Small teams choosing between Microsoft 365 Copilot and Google Workspace AI are usually comparing features and price. The compliance differences are less visible but more consequential — especially for teams subject to GDPR, HIPAA, or sector-specific data regulations.
This comparison focuses on the factors that actually matter for compliance: DPA terms, data residency, training data policy, admin controls, and audit logging. Feature parity questions (which writes better emails) are covered elsewhere.
The One-Line Version
Both products offer non-training data policies and GDPR-compliant DPAs for paid plans. The meaningful differences are in permission scope, audit granularity, and data residency specificity. Microsoft has an edge on admin controls; Google has an edge on pricing transparency and setup simplicity.

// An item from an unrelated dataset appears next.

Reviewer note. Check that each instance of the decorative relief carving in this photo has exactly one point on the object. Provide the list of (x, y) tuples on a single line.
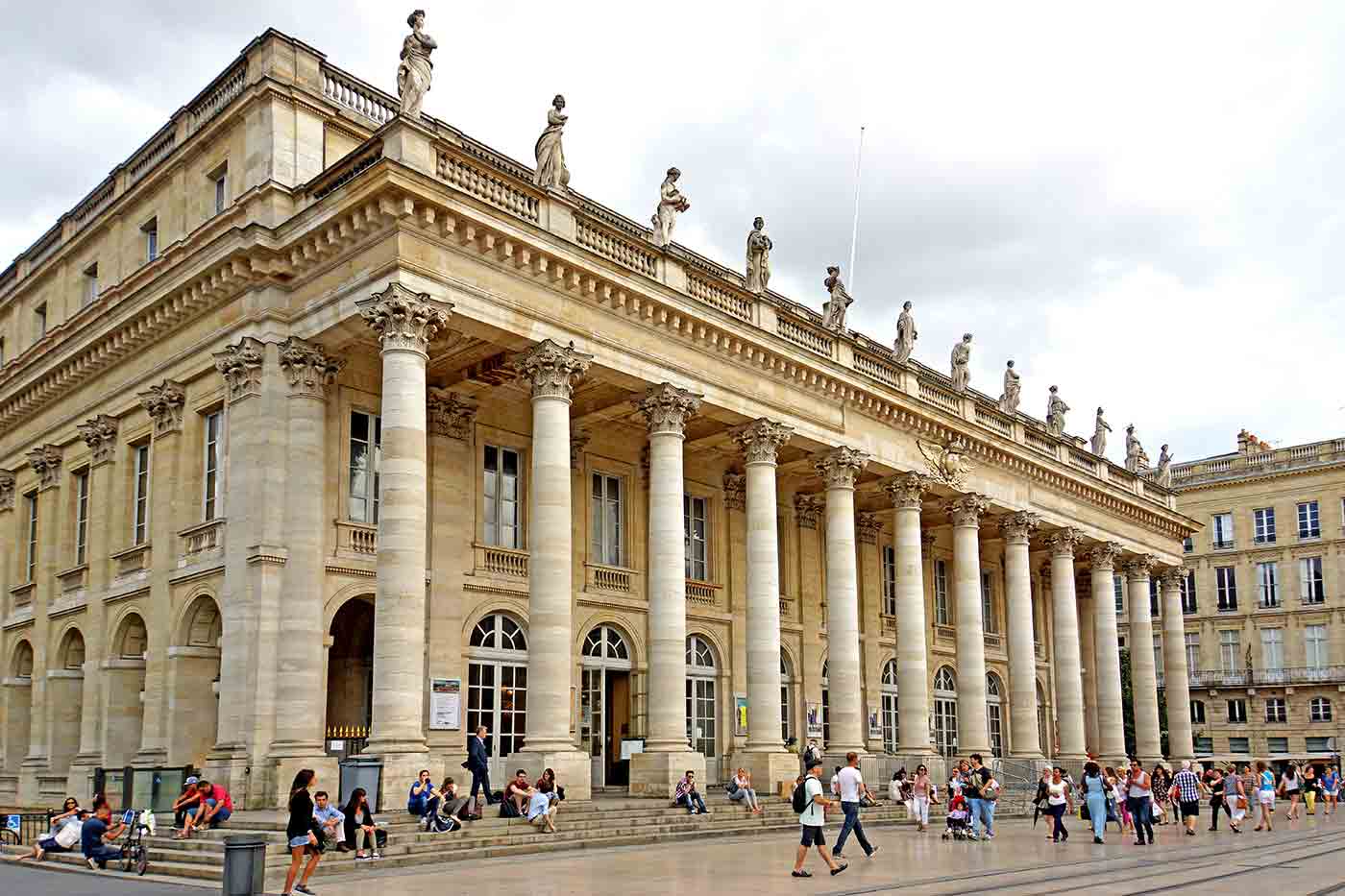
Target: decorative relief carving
[(841, 466), (450, 415), (405, 321), (100, 433), (308, 368), (553, 369), (241, 368), (46, 462), (666, 408), (164, 403), (762, 440)]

Data Processing and Training
| Factor | Microsoft 365 Copilot | Google Workspace AI |
|---|---|---|
| Trains on your data? | No (commercial plans) | No (paid Workspace tiers) |
| DPA available? | Yes — standard commercial agreement | Yes — self-serve via admin console |
| EU DPA available? | Yes — EU Data Boundary program | Yes — EU processing region |
| Acts as data processor? | Yes | Yes |
| Foundation model provider | OpenAI (via Microsoft Azure) | Google (Gemini) |
What this means in practice: Neither product uses your organization's documents, emails, or prompts to improve the underlying AI model. For both, this commitment applies to paid commercial plans — not consumer versions of the same products (Microsoft Copilot for personal use, or Google Search/Assistant).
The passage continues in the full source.